Obesity is known to predispose to attenuated fibrinolysis attributable to increased concentrations in plasma of type-1 plasminogen activator inhibitor (PAI-1), the primary physiological inhibitor of endogenous fibrinolysis. PAI-1 is present in neointimal vascular smooth muscle cells and lipid-laden macrophages. The present study was designed to determine whether PAI-1 expression occurs in adipose tissue as well, thereby potentially contributing to increased cardiovascular risk associated with obesity. 3T3-L1 preadipocytes were differentiated into adipocytes by exposing them to isobutylxanthine (0.5 mmol/L) and dexamethasone (0.25 mumol/L) over 7 days and incubated for 24 hours with transforming growth factor-beta (TGF-beta), known to augment PAI-1 synthesis in several cell types and to be released from platelets when they are activated.

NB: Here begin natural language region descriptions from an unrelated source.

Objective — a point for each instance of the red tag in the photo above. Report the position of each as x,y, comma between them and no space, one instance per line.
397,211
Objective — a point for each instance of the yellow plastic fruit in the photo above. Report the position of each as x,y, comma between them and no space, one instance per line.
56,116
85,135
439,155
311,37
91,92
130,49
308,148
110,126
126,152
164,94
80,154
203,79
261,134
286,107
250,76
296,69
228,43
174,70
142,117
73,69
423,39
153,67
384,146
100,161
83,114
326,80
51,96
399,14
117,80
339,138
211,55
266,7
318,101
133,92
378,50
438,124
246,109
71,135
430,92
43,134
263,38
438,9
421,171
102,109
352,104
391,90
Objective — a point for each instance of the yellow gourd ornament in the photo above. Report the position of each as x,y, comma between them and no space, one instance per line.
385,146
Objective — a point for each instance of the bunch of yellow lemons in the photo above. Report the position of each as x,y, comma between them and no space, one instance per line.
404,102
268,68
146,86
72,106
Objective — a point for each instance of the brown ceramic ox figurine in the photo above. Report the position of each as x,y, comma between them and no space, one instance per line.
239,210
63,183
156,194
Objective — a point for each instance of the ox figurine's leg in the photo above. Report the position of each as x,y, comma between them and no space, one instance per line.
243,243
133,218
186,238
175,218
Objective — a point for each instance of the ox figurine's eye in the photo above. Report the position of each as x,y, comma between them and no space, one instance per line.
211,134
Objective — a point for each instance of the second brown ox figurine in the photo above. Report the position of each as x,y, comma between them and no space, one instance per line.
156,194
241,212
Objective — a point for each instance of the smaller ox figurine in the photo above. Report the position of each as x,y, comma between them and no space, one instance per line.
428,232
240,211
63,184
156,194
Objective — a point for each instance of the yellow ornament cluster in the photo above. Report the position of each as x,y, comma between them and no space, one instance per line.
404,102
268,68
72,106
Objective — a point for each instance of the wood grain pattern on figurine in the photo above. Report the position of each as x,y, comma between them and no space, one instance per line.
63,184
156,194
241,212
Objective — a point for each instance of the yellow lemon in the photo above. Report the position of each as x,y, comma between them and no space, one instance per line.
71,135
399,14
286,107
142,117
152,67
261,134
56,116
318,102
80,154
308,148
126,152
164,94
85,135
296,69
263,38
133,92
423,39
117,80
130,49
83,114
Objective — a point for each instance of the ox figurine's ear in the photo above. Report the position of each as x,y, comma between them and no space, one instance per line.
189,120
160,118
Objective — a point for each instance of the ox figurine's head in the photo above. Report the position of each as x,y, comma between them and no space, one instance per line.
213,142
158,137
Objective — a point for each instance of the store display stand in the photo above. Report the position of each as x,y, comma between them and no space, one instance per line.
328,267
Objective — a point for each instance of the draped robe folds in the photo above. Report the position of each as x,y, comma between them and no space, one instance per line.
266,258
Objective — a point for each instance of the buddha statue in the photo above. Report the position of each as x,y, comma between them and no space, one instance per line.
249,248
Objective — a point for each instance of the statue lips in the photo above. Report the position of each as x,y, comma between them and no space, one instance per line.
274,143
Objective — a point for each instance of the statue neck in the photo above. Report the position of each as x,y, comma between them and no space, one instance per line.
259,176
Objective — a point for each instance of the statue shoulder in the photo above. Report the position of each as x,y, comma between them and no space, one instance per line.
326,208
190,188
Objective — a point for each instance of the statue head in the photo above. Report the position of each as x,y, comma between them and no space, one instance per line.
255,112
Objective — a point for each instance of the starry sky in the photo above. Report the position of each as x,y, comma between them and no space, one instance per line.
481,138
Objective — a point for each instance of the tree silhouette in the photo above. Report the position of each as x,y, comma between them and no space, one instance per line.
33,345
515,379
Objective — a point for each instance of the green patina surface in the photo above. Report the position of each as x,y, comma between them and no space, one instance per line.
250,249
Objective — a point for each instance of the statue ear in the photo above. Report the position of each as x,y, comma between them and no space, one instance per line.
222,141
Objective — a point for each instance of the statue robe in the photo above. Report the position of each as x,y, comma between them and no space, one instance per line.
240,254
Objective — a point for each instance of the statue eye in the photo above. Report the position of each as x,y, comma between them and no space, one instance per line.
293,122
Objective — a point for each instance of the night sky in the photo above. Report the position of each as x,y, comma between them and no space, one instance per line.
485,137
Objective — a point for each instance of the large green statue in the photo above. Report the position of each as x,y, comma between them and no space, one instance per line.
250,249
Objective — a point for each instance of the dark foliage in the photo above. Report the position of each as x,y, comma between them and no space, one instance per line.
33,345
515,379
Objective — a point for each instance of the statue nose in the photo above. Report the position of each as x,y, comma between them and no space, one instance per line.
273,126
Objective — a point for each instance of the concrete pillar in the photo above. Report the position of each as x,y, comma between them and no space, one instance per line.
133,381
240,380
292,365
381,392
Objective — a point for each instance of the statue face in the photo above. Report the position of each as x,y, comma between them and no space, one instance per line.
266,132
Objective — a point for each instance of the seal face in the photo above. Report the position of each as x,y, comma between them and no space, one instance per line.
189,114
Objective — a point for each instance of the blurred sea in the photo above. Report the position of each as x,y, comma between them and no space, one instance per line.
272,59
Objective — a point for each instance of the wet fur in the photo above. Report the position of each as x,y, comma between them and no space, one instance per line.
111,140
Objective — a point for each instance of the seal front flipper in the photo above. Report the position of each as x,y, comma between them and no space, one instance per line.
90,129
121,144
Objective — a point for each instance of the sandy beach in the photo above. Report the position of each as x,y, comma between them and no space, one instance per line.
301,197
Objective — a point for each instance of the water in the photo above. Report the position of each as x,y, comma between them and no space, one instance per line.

TGF-beta increased PAI-1 activity in the conditioned media of the 3T3-L1-derived cells in a concentration-dependent fashion without significantly affecting cell proliferation. Western blotting and immunoprecipitation of 35S-labeled PAI-1 showed that the increased PAI-1 activity paralleled increased PAI-1 protein. Northern blotting showed that increased PAI-1 mRNA preceded increased accumulation of PAI-1 activity and protein in the conditioned media. Furthermore, TGF-beta (10 ng/g body wt) administered in vivo increased PAI-1 activity in mouse plasma and PAI-1 mRNA expression in mouse adipose tissue. Increased plasma PAI-1 activity in obese human subjects may result from PAI-1 release from an increased mass of adipose tissue, particularly in association with thrombosis and elaboration of TGF-beta from platelet alpha-granules into the circulation. The increased PAI-1 may exacerbate vascular disease by shifting the balance between thrombosis and thrombolysis toward thrombosis and consequently exposing luminal surfaces of vessels to mitogens associated with microthrombi over protracted intervals.